Chad Bianco Says California Agriculture Needs Deregulation, Water Solutions, and Common Sense Leadership – AgNet News Hour
The AgNet News Hour featured part one of a two-part conversation with Riverside County Sheriff and California governor candidate Chad Bianco, focusing on agriculture, water, regulation, public safety, and the upcoming jungle primary.
Bianco said recent governor debates failed to address one of California’s most important industries: farming and agriculture. Hosts Nick Papagni and Josh McGill also expressed frustration that candidates were asked about climate policy while agriculture, water, and food production received little attention.
“Ag is one of the main drivers of the success of California,” Bianco said. “Our current policies are causing it to dwindle away.”
Bianco argued that California’s challenges are not caused by farmers, ranchers, small businesses, or residents, but by state policy coming out of Sacramento.
“It’s a bad Sacramento policy,” he said. “It’s bad, broken policy that’s creating an environment where it’s not sustainable.”
Water was a major focus of the conversation. Bianco said California has the ability to grow and produce more, but current regulations and water policies are limiting agriculture’s potential.
“We have water, it’s disappearing, causing our farming and ag community to just dwindle away,” he said.
Bianco also said California should be expanding food production, not reducing it.
“We have to increase it, not shrink it,” he said. “We’re supposed to be prosperous. We’re supposed to be growing.”
The conversation also covered regulation, rising costs, generational farming, and the difficulty many family operations face when trying to pass farms down to the next generation. Bianco said government has made it harder for farm families to maintain ownership and continue operating.

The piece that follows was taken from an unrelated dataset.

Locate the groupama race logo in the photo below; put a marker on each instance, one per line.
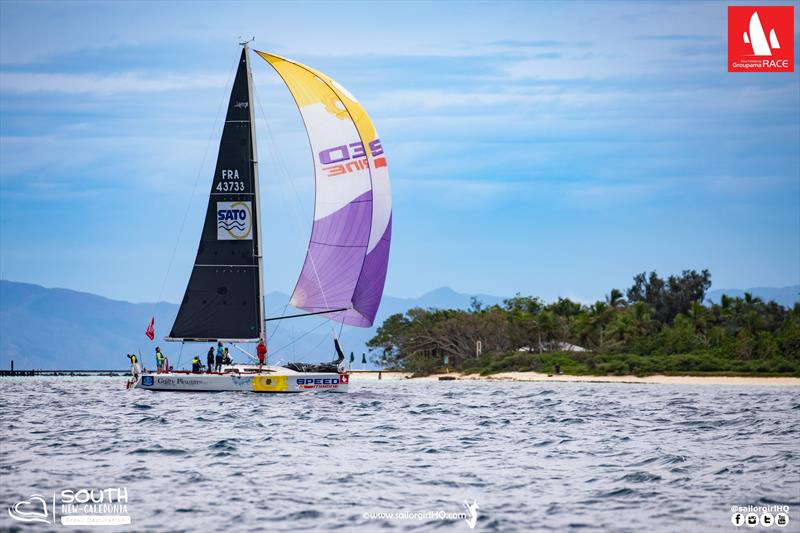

“The California dream is being able to own your own home, own your own business, own your own farm,” he said.
Bianco said one of his first priorities as governor would be removing regulations that make California less competitive than other states.
“We are going to sign away the regulations,” Bianco said. “Not to make us a third-world country, but to make us have an equal playing field with the rest of the country.”
The interview also touched on polling, public safety, homelessness, the Palisades fires, COVID-era frustration, and growing concerns over state leadership. Bianco said many Californians—Republicans, independents, and moderate Democrats—are looking for practical solutions, not more political talking points.
“Democrats are willing to cross party lines because they want to be safe,” he said. “They want their businesses back open.”
As the primary approaches, Bianco encouraged voters to look past party labels and focus on who can actually fix California’s problems.
Listen to the full interview below or on your favorite podcast app.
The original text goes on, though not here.